Philanthrope, mécène et collectionneur: une certaine idée de la France

32 min
À retrouver dans l'émission

1/2 L'actualité d'Osiris

Dominique Jarassé aux côtés du buste de Osiris
Dominique Jarassé aux côtés du buste de Osiris Crédits : D. J. - Radio France

Chères auditrices, chers auditeurs, toute l’équipe de « Talmudiques » se réjouit de vous retrouver pour cette sixième saison qui commence cette année la veille de la fête de Roch-Hachana qui tombe le 9 septembre prochain, suivie 10 jours plus tard par la fête de Kippour et suivie encore, cinq jours plus tard par la fête de Soukkot.

Ce qui frappe les fidèles qui fréquentent la synagogue en ces jours redoutables, outre la sonnerie du shofar, est une liturgie où reviennent avec insistance certaines prières et expressions particulières. J’en retiendrai une, essentielle. 

C’est le souhait que l’on se fait mutuellement et que l’on répète avec insistance d’être inscrit dans le « Livre de la vie ». 

Expression qui ouvre immédiatement des abîmes métaphysiques concernant la vie et la mort, le désir de vivre, d’être vivant de la façon la plus agréable possible pour soi et ses proches mais aussi pour ses amis et toute la société qui nous entoure.

« Inscrit dans le livre de la vie » : une expression qui questionne aussi le sens de la vie, et de l’au-delà de la vie. Qui questionne notre présent sur la terre et le présent que l’on fait à la terre, c’est à dire de ce que l’on laisse au monde, la trace de notre passage sur terre, passage qui a du sens parce que, comme dit Rabbi Zoussia, le monde n’aurait pas été le même pas le même si nous n’avions pas été là ! 

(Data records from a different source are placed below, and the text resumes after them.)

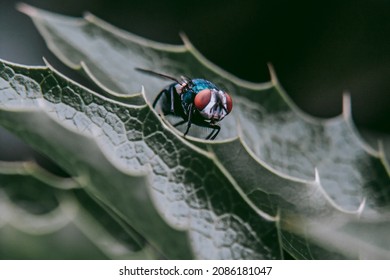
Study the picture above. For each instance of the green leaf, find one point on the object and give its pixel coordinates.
(109, 147)
(272, 181)
(38, 206)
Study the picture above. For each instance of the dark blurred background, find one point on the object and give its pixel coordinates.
(319, 49)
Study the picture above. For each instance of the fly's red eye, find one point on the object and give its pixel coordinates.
(229, 103)
(202, 99)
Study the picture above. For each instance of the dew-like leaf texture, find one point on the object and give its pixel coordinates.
(276, 180)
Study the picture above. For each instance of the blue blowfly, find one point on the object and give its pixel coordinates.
(196, 101)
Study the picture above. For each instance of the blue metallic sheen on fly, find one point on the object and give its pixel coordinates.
(196, 101)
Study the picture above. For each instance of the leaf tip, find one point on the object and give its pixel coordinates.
(272, 73)
(317, 176)
(185, 39)
(361, 206)
(347, 109)
(26, 9)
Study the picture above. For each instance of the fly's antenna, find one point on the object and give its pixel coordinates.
(150, 72)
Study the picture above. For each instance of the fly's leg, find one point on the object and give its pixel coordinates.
(172, 99)
(158, 97)
(189, 119)
(216, 129)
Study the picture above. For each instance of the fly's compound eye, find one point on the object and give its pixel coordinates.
(229, 103)
(202, 99)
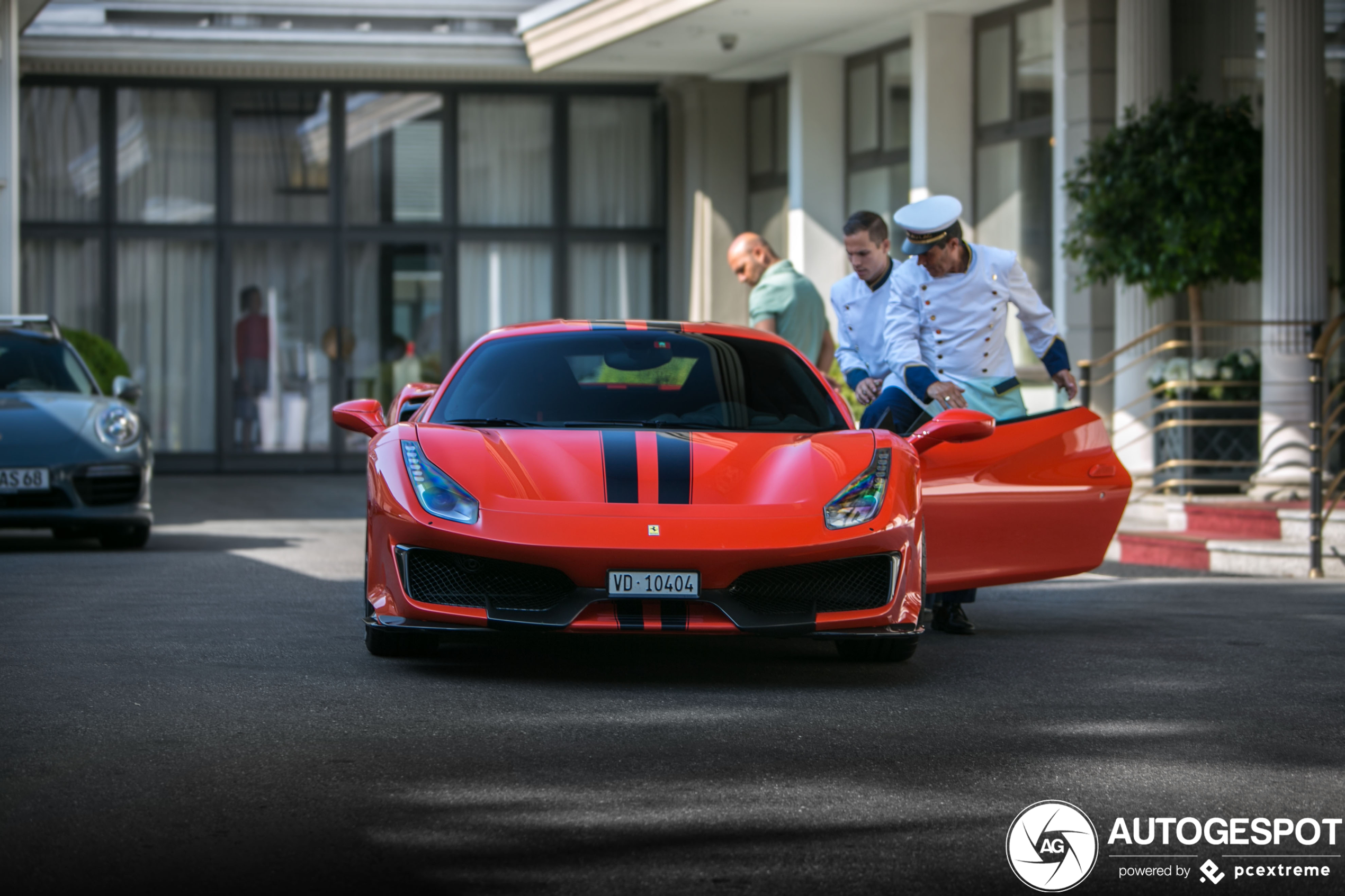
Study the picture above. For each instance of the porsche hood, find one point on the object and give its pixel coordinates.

Livre de prières pour les fêtes juives (Mahzor). Manuscrit de Nuremberg, 1331.
Livre de prières pour les fêtes juives (Mahzor). Manuscrit de Nuremberg, 1331. Crédits : Musée d'lsraël collection du Dr. David and Jemima Jeselsohn, Zurich - Radio France

D’où d’autres questions : quelles actions nous inscrivent dans ce livre de la vie ? Quelle œuvre fera mémoire pour les générations qui viendront après nous. Comment aussi se souvenir des morts, comment leur faire une place dans la mémoire du monde, pour soient eux aussi inscrit dans le livre de la vie ?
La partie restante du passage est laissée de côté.